Da CNN Brasil

Foto: Reprodução (20.jan.2021)

O Departamento de Segurança Interna dos EUA (DHS, na sigla em inglês) está suspendendo as deportações por 100 dias, anunciou o departamento na noite de quarta-feira, com algumas exceções.

A pausa anunciada nas deportações se junta a uma lista de mudanças radicais feitas pelo presidente Joe Biden poucas horas depois de assumir o cargo, incluindo suspender a construção do muro de fronteira, derrubar a polêmica política de “permanecer no México” e revogar outras ações de imigração do ex-presidente Donald Trump.

A decisão de suspender temporariamente as deportações foi tomada “para garantir que tenhamos um sistema de imigração justo e eficaz, focado na proteção da segurança nacional, da fronteira e da segurança pública”, de acordo com um comunicado do DHS. A moratória, que Biden prometeu impor durante sua campanha, começará sexta-feira.

A moratória cobre a maioria das deportações, mas exclui indivíduos que vieram para os EUA após 1º de novembro, são suspeitos de terrorismo ou espionagem ou representam um perigo para a segurança nacional, renunciaram ao direito de permanecer nos EUA ou que foram determinados como “removíveis” pelo diretor em exercício, de acordo com um memorando da agência datado de quarta-feira.

A pausa destina-se a dar tempo para uma revisão interna.

“Nós devemos garantir que nossos recursos de remoção sejam direcionados às mais altas prioridades de execução do Departamento”, diz o memorando, acrescentando posteriormente: “o processo deve fornecer avaliações de alternativas para remoção, incluindo, mas não se limitando a, suspender ou reabrir casos, formas alternativas de detenção, prisão preventiva, seja para conceder ação temporária adiada ou outra ação apropriada”.

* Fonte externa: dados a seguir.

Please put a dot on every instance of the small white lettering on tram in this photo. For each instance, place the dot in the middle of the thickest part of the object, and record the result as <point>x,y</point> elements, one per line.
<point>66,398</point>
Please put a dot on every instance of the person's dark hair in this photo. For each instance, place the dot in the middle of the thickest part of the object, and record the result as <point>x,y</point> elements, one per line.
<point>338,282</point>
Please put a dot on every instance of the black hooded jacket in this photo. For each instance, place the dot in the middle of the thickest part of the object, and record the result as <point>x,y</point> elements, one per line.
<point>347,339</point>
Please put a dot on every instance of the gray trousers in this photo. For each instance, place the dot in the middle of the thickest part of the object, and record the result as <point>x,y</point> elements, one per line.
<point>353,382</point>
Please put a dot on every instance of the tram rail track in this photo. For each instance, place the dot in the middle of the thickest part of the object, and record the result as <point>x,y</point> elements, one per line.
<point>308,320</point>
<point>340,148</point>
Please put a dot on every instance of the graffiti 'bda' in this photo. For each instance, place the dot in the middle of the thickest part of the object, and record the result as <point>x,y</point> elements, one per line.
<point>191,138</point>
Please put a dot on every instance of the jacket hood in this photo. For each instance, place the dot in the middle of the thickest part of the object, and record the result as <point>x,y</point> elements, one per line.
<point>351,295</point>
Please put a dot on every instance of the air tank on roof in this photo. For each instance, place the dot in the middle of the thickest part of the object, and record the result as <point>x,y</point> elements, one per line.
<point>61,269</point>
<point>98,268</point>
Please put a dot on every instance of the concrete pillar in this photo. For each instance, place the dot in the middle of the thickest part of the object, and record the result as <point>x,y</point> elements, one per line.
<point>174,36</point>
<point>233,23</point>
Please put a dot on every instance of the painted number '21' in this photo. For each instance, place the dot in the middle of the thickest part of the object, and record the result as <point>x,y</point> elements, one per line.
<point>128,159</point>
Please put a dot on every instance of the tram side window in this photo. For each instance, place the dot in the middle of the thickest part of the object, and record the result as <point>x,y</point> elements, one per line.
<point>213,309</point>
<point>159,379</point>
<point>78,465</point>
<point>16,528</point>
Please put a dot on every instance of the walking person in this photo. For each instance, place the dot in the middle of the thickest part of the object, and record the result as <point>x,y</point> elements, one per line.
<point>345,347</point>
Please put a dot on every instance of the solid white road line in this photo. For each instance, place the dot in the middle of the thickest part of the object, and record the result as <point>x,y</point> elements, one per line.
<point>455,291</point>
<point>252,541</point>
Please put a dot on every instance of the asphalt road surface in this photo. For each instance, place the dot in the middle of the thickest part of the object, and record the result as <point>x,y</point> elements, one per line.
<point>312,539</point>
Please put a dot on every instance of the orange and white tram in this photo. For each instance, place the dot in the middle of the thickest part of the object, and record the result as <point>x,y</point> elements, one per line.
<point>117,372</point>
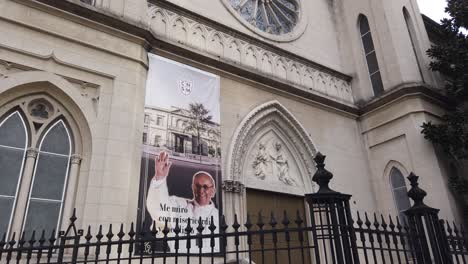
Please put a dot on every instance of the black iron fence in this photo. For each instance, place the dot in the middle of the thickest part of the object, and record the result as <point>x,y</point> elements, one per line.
<point>331,235</point>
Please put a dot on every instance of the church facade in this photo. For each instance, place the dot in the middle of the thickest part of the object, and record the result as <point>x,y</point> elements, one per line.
<point>347,78</point>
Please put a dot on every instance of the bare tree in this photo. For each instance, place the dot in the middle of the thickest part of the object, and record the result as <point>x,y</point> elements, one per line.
<point>199,121</point>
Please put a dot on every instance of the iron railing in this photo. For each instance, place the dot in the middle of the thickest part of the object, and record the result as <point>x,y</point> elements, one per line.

O secretário de Segurança Interna em exercício, David Pekoske, ordenou que as três agências de imigração do departamento revisassem as políticas e práticas relativas à fiscalização da imigração, citando em parte os desafios em curso na fronteira EUA-México.

“Os Estados Unidos enfrentam desafios operacionais significativos na fronteira sudoeste, pois estão enfrentando a mais séria crise de saúde pública global em um século”, diz o memorando.

“À luz dessas circunstâncias únicas, o Departamento deve aumentar os recursos para a fronteira a fim de garantir um processamento seguro, legal e ordenado, para reconstruir procedimentos de asilo justos e eficazes que respeitem os direitos humanos e o devido processo, para adotar diretrizes e protocolos de saúde pública apropriados , e priorizar a resposta a ameaças à segurança nacional, proteção pública e proteção das fronteiras”.

O memorando também estabelece prioridades para a fiscalização, marcando um retorno às práticas da era Obama. Essas categorias incluem segurança nacional, segurança de fronteira e segurança pública.